Nicel ve nitel veri toplama tekniklerinin kullanıldığı bu araştırmada elde edilen bulgular, Temmuz-Kasım 2018 tarihleri arasında yürütülen, kadın ve erkek kullanıcıları kapsayan toplam 415 anket ile 39 yüz yüze görüşmeye dayanmaktadır. Ortak bir habitusu paylaşan bireylerin yaşadığı mahallelerde gerçekleştirilen bu çalışmada, hanelerin kapısını çalmak için belirli bir saat aralığının gözetilmesi gerekliliği ve bu saat aralığının erkeklerin çalışma saatleriyle doğal bir çakışmayı beraberinde getirmesi, kadınların gündelik yaşamlarında medya araçlarını kullanma biçimlerine ilişkin daha derinlikli bir bilgiye ulaşılmasını sağlamıştır.

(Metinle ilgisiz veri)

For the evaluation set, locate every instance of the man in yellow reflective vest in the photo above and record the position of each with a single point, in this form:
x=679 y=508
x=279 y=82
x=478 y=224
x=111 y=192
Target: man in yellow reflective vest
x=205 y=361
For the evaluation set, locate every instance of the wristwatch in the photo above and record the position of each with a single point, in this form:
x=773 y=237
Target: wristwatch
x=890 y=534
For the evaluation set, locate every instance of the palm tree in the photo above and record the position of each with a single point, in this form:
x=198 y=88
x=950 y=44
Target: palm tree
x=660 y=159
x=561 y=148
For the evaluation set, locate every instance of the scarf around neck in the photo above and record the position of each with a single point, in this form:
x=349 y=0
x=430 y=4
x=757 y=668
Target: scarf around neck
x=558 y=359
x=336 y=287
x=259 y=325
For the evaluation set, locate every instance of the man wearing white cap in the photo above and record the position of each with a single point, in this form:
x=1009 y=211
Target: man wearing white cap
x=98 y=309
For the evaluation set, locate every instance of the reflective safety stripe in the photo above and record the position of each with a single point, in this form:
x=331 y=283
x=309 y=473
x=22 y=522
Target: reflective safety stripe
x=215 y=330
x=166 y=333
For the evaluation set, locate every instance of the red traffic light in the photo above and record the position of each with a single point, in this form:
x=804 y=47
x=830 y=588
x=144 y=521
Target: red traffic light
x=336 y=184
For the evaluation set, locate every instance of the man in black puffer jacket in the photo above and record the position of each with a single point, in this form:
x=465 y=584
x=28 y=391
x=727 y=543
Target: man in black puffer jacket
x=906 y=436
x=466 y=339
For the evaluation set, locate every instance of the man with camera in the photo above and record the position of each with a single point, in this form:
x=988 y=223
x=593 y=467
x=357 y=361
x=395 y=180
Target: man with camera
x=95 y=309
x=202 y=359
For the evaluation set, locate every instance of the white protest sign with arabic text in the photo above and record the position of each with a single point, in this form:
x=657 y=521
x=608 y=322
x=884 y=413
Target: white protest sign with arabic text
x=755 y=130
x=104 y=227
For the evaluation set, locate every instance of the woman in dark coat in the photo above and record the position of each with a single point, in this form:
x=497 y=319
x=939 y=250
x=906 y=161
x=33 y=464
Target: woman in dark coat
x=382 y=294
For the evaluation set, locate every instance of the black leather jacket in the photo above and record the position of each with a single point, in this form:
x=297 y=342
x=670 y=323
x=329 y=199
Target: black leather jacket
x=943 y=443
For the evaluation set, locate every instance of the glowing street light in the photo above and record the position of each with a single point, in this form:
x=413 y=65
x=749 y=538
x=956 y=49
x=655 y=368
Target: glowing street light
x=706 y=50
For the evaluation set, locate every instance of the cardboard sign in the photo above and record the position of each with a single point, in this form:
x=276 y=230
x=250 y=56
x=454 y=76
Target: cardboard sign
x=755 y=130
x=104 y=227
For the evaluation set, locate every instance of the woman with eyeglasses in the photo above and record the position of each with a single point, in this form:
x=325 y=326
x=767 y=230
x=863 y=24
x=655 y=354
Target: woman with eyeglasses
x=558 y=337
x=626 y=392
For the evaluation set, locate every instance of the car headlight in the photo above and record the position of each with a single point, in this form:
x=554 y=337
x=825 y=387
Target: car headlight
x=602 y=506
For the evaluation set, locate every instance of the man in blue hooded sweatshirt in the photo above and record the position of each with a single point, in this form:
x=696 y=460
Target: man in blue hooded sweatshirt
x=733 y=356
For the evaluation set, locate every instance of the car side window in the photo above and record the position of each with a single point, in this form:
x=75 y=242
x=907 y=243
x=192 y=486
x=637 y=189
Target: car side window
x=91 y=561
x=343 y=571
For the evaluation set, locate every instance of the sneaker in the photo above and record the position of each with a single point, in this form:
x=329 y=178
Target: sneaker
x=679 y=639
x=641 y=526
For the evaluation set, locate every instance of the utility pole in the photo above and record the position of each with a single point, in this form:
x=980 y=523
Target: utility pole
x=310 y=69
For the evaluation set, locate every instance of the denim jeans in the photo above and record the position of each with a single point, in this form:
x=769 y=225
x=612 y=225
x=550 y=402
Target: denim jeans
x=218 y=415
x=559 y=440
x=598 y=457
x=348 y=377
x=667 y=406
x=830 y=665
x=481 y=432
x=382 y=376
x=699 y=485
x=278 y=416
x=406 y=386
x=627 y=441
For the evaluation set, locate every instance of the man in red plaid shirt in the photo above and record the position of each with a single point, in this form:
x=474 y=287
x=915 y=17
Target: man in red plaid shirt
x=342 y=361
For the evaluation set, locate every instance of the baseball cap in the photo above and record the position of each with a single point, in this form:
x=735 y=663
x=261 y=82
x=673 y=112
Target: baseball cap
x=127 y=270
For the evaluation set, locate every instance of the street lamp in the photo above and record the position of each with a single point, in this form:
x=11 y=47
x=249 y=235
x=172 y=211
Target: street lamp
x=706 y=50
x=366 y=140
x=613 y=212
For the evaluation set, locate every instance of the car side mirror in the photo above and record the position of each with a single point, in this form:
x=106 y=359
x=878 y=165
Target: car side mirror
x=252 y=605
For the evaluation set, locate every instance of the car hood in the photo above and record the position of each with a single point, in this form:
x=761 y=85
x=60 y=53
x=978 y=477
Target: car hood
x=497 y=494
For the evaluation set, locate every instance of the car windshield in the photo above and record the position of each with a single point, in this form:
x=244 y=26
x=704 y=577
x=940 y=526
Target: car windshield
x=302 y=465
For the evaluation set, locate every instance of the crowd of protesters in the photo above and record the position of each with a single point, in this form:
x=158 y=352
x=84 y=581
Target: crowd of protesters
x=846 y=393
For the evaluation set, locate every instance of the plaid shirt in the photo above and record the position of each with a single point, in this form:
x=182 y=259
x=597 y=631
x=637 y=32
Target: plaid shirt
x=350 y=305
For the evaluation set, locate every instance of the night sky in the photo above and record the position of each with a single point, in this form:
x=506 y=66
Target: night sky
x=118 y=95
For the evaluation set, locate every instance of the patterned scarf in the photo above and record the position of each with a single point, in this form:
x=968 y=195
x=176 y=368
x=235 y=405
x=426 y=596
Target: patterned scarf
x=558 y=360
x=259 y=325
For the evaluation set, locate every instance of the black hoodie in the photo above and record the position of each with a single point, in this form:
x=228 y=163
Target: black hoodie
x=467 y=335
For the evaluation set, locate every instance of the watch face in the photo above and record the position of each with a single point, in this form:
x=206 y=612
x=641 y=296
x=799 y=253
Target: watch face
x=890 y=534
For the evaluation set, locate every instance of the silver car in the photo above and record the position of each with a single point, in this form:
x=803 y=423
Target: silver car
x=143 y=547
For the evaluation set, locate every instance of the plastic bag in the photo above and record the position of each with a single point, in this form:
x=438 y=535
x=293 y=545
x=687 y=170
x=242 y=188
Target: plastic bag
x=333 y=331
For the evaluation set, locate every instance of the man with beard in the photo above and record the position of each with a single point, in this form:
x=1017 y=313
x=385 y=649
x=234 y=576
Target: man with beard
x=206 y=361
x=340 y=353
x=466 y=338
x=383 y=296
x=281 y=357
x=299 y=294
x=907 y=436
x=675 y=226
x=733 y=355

Dolayısıyla bu çalışmada odaklanılan kadınların medya kullanım pratikleri, geniş çaplı bir saha araştırmasının yalnızca bir bölümünü yansıtmaktadır. Anket ve görüşmeler, Eskişehir’in Odunpazarı ilçesine bağlı, görece yoksulluğun izlerini taşıyan, kentsel düşük gelir ve statü grubunun özelliklerini yansıtacağı varsayılan, Emek, Gündoğdu ve Sevinç mahallelerinde gerçekleştirilmiştir. Araştırma sonucunda elde edilen bulgular, özellikle sosyoekonomik ve sosyokültürel özellikleri bakımından kısıtlı imkânlara sahip kadınların çevrimiçi pratiklerinin, günlük yaşam pratikleriyle benzer olduğunu göstermektedir. Çevrimiçi pratikler, onların içinde bulundukları sınırlı toplumsal koşulların dışına çıkmalarını ve küresel düzeyde artarak devam eden bir etkileşime dahil olmalarını sağlasa da, fizik gerçeklikteki toplumsal cinsiyet eşitsizliklerinin çevrimiçinde yeniden üretilmesine engel olamamaktadır. Bu bulgular, yeni iletişim teknolojilerinin, ortaya çıktıkları toplumsal bağlam fark etmeksizin eşitsizlikleri ortadan kaldıracağını, toplumları özgürleştireceğini savunan teknolojik belirlenimci görüşlerin sorgulanması gerektiğini göstermektedir.
Anahtar Kelimeler: Yeni iletişim teknolojileri, internet, toplumsal eşitsizlikler, sayısal uçurum, medya okuryazarlığı.